Ce soir du 10 août, Gérôme se produit à la fameuse Bencs Villa – un lieu qui héberge des expositions, des conférences et des spectacles. C'est là que Gérôme s'est véritablement révélé. Au programme : 120 minutes de variété française et internationale avec son complice Granville, un binoclard nord-irlandais aux airs de pasteur anglican. Ensemble, ils forment le duo « Strangers In The Night » (en hommage à Sinatra) depuis le mois d'avril, face à un public qui dépasse allègrement la cinquantaine.

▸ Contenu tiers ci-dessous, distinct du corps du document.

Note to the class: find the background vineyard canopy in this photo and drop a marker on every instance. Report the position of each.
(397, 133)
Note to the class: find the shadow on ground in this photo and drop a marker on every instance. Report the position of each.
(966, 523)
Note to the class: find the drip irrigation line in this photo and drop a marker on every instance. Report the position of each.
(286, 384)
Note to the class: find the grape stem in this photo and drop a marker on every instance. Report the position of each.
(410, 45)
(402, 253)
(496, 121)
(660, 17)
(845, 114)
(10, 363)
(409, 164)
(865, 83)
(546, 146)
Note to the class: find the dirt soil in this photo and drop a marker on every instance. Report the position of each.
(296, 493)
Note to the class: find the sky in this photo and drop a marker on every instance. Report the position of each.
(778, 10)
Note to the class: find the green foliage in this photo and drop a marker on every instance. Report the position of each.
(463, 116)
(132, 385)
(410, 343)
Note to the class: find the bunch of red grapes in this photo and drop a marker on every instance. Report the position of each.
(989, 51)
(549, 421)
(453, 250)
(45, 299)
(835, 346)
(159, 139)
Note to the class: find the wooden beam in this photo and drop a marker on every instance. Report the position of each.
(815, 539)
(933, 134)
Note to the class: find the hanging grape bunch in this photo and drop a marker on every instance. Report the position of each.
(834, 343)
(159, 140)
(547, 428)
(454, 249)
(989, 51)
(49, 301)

Le public attend l'arrivée de Gérôme.

Pendant que la foule s'impatiente, Gérôme revêt une chemise blanche et un nœud papillon carmin. « Quand je ne suis pas au micro, je démarche des clients français pour une boîte de transports afin de les amener en Hongrie. Du moment que les résultats suivent, mon chef est content », m'explique l'expatrié. « Je suis une curiosité par ici vu que je me produis dans ma langue natale. J'ai tenté des télécrochets comme X-Factor, sans succès. Avec Édith Piaf, j'ai eu un second tour au casting. Johnny Hallyday, personne ne connaissait. J'ai été recalé direct. » Le concert débute. Granville investit seul la scène et chauffe l'assemblée avec du Sinatra puis « I Believe In Music » de Mac Davis. Gérôme débarque sur « Le Téléphone Pleure » de Claude François. Granville joue la gosse mignonne au bout du fil. Le public est hilare. Gérôme s'éclate et claque des doigts sur « Somewhere Beyond The Sea », puis Granville enrobe « Le lion est mort ce soir » au tambourin. Gérôme déploie son organe sur « It's Now Or Never » d'Elvis.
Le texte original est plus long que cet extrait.